No one is asking for 'more' evidence -- we are asking for any evidence. To date, you have provided none.
The 'scientifically unethical' behavior is all yours Gary.
Among other things, you charge that others are "changing the results of many experiments that indicate only one thing is even possible." This is not only a flat-out lie when asserted by you against your opponents, it is a statement that is true in every respect when applied to your behavior and your work.
I've posted references to a number of sources that demonstrate conclusively that the "model" developed and used in your IDLab nonsense has no basis whatsoever in biological reality. You are ignoring the results of decades of research that all conclusively demonstrate that work such as yours has zero applicability to biological entities.
Intelligent creatures do not maintain grid-based maps of their milieu.
Intelligent creatures do not pre-calculate nor store in memory the complete set of "possible paths" available to them on a moment by moment basis.

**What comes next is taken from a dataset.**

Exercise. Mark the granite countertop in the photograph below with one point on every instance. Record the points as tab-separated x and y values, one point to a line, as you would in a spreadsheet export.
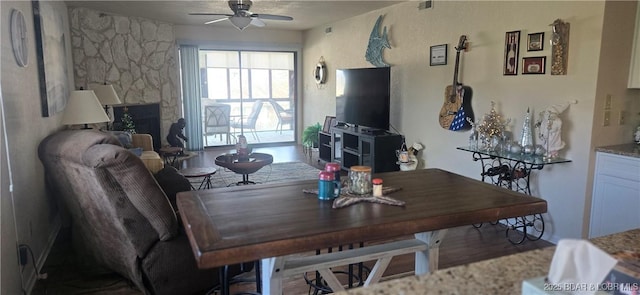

Those two facts alone are sufficient to invalidate the entire sweep of claims you make for your software having any relevance to biology.
And you have the unmitigated gall to claim that we are the ones 'changing the results of 'many experiments'.
Worse, you are claiming that there are, in fact, 'many experiments' that show that "only one thing [presumably yours] is even possible".
I challenge you to provide even a single experiment that shows that. You claim 'many', I claim zero. It should be easy to defeat my claim -- you just have to provide a record of a single experiment that supports your claim.
Note, of course, that 'experiment' does not count the output of your software, for that has zero biological applicability nor do software outputs typically count as 'experiments' when there is no reality-grounded model in a reality-grounded context with a set of varying conditions which are shown to affect results in a manner consistent with real results in the target situation(s).
Your 'experiments' are as valid for determining how biological systems learn or behave as the aerodynamics of cloud particles in a pig-shaped cloud are for determining the existence of flying pigs.